Classic Crimes: A Selection from the Works of William Roughead
By William Roughead
(New York Review of Books Classics, 2000 560 pages)
Reviewed by Ina R. Bort
From the New York County Lawyers' Association Newsletter
June 2001
Nonfiction doesn't get much better that this. Classic Crimes, a compilation of 12 essays by William Roughead, is as packed with plot, character development, and artistic prose as the finest novel.
This is attributable less to the subject matter than to the man who brings it so vividly to life.
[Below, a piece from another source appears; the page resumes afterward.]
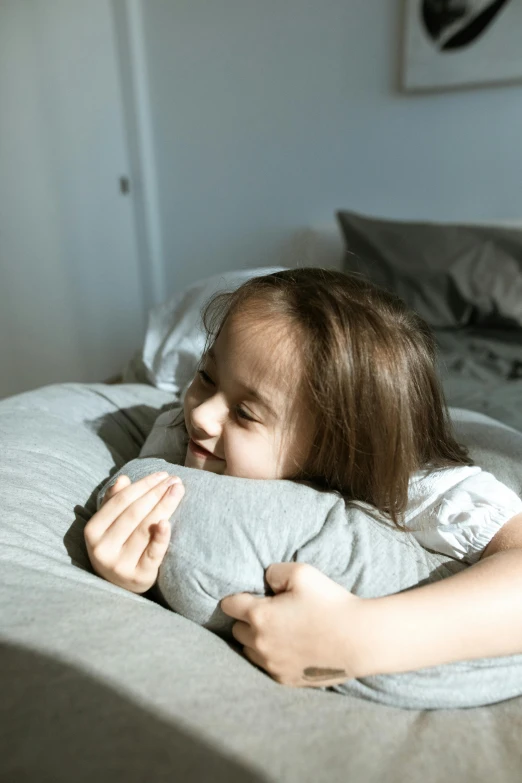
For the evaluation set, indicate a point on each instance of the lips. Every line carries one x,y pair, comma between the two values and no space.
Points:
201,451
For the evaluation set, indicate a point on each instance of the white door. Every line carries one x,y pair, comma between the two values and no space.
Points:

Roughead, a Scottish writer who lived from 1870 to 1952, was an attorney, whose "passion for the law," according to the book's introduction by Luc Sante, "extended well beyond his actual duties." Roughead was a "frequent spectator at major trials and an indefatigable collector of newspaper clippings on criminal cases that interested him."
Roughead's fascination with the criminal mind and disposition and the machinations of the criminal justice system, pervades the pages of Classic Crimes, as does his humor, wit, and charm. Perhaps most impressive about Roughead's technique is his ability to describe events that long pre-dated him with the attention to detail that only a contemporaneous observer would seem able to possess. Admittedly, Roughead is lax, at best, about citing his sources, and perhaps artistic license was the source from which he drew most freely. But regardless of its historical accuracy, Classic Crimes reveals Roughead's indisputable status as master story-teller.
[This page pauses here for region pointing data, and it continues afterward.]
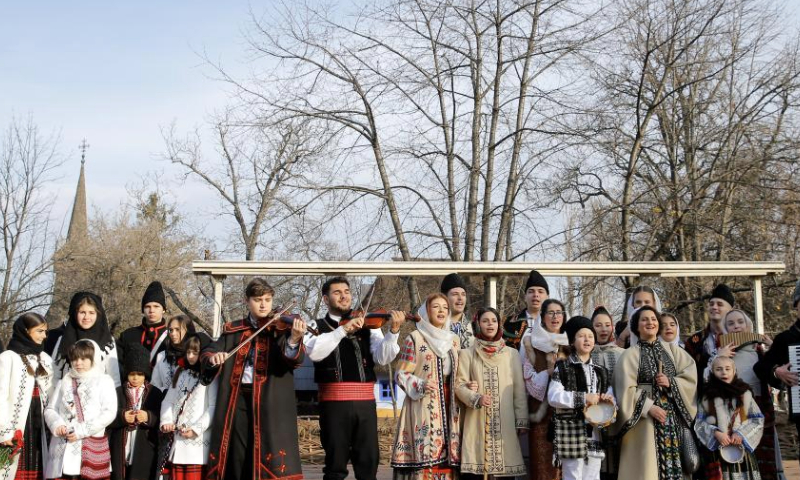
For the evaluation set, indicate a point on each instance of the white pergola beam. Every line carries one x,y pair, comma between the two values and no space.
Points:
219,269
554,269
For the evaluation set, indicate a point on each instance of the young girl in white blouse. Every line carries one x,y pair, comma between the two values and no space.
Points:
186,414
577,383
84,403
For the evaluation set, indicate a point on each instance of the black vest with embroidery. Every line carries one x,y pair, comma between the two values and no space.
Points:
350,361
573,379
Of the essays compiled in this volume, none is more memorable than that entitled "Deacon Brodie." Its subject, William Brodie, has been the subject of at least one play and a full biography by Roughead, and for good reason. As described in Classic Crimes, Brodie is, by turns, reminiscent of John Hinckley, Jeffrey Archer and Sean Puffy Combs.
Brodie, before becoming a "celebrated criminal," was an unsurpassed cabinetmaker, and an avid fan of opera specifically, The Beggar's Opera, by John Gay. Brodie's Travis Bickle was "the bold Macheath." Like Macheath (whose song in the opera was allegedly on Brodie's lips the day before Brodie was hanged), Brodie had "easy good humor, dignity upon occasion, reckless contempt for consequences," as well as a gang of accomplices and two lovers at once. Indeed, unlike his fictional hero, Brodie managed to keep each of his lady friends, as well as his wife, ignorant of the other, and bore children with both mistresses. In so doing, he has won the respect of Roughead, who comments that "[i]t takes a man of genius to maintain for years so nice an equilibrium."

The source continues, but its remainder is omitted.